Approximation Problems (Finding an equation of a Tangent Line)

[mathkid3]

I am asking for simple guidance on this problem.

f(x) = 3x^2-1, (2,11)I do believe I need to obtain an equation for tan line so first step I think is to use point slope or slope intercept (a friendly reminder to the name of formula would be very nice

y - ysub1 = m(x-xsub1)

= y - f(2) = f '(2)(x-2)

= y - 11 = 12(x-2) =

y = 12x -13

am I correct thus far obtaining the equation of the Tan Line for this specific problem?

also, what is my next step ? I am told after I get the equation for the tan line to then find the function values and the tan line values at f(x + delta x) and y(x+delta x) for delta x = -0.01 and 0.01

Thanks very much !

 

[pickslides]

Your tanget line is correct.

The function values will be of the form f(x-0.01), can you continue?

 

[MarkFL]

Yes, that is the correct tangent line. The formula you used is aptly named the point-slope formula, because it contains as parameters, the slope $\displaystyle m$ and the point $\displaystyle (x_1,y_1)$.

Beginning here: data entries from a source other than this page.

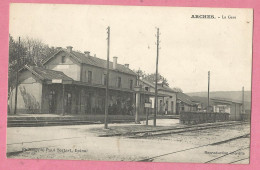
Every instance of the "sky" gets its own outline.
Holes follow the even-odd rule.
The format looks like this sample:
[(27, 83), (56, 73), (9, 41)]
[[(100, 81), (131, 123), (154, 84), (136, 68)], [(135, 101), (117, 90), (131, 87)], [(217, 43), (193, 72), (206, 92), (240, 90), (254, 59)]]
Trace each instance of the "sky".
[(171, 87), (207, 91), (210, 71), (211, 91), (239, 91), (242, 86), (251, 90), (252, 13), (251, 9), (11, 4), (9, 31), (15, 39), (28, 36), (106, 59), (110, 26), (110, 60), (117, 56), (120, 64), (154, 73), (159, 28), (159, 73)]

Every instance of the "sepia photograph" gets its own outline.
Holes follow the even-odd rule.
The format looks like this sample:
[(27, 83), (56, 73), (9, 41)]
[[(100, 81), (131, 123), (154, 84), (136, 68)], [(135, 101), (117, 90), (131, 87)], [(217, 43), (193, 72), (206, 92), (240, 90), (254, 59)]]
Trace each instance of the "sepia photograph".
[(253, 9), (9, 12), (8, 159), (250, 163)]

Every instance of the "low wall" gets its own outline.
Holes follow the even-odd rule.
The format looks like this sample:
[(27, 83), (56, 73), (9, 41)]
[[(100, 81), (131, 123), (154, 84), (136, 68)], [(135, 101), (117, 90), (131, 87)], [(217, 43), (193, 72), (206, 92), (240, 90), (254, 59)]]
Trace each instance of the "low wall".
[(200, 124), (223, 122), (229, 120), (228, 113), (206, 113), (206, 112), (182, 112), (180, 113), (181, 124)]

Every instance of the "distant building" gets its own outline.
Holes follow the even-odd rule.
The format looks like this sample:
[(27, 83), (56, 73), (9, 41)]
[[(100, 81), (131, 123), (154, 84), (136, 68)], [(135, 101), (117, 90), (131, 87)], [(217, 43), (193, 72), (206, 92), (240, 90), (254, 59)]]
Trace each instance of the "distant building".
[[(144, 98), (142, 102), (150, 102), (154, 108), (155, 84), (148, 80), (139, 81), (141, 94)], [(158, 113), (159, 114), (176, 114), (176, 92), (163, 83), (158, 83)], [(142, 104), (141, 104), (142, 106)], [(143, 110), (144, 108), (141, 108)]]
[(177, 114), (181, 112), (197, 111), (198, 104), (193, 102), (192, 98), (182, 92), (177, 93)]
[[(19, 72), (19, 113), (103, 114), (105, 109), (106, 60), (60, 49), (43, 61), (44, 68), (25, 66)], [(130, 114), (135, 103), (137, 75), (129, 65), (109, 63), (109, 111)], [(10, 110), (14, 109), (14, 94)]]
[(214, 112), (229, 113), (230, 120), (242, 119), (242, 102), (223, 98), (211, 98)]

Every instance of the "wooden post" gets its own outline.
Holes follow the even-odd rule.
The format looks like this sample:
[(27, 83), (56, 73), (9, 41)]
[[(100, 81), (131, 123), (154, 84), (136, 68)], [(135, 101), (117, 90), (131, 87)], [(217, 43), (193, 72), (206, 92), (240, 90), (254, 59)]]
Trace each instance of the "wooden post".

For the next step, evaluate:

$\displaystyle f(x\pm0.01)$ and $\displaystyle y(x\pm0.01)$.

 

[mathkid3]

so like this...

f(1.99) = 3(1.99)-1 = 4.97
f(2.01) = 3(2.01)-1 = 5.03

and

y(1.99) = 12(1.99)-1 = 22.88
y(2.01) = 12(2.01) - 1 = 23.12Is this right fellas?(Thinking)

 

[MarkFL]

No, the reason the values are so far off, is that x is squared in the function definition and you need to subtract 13, not 1 in your tangent line. Try it again, and your values will be much closer.

 

[mathkid3]

wow...I made the changes and they were easy changes I missed

the new values Mark is 10.8803,11.1203

y function values are as follows

10.88 and 11.12

Thanks Mark! What would I ever do without you? Think on my own ? (Envy)

 

[MarkFL]

Yes, those values are correct!

Hey, it was a simple mistake, the kind most of us make from time to time. So don't be discouraged. You will get better at recognizing when you have made a mistake like this. Your clue this time was the fact that the values were so far apart.(Wave)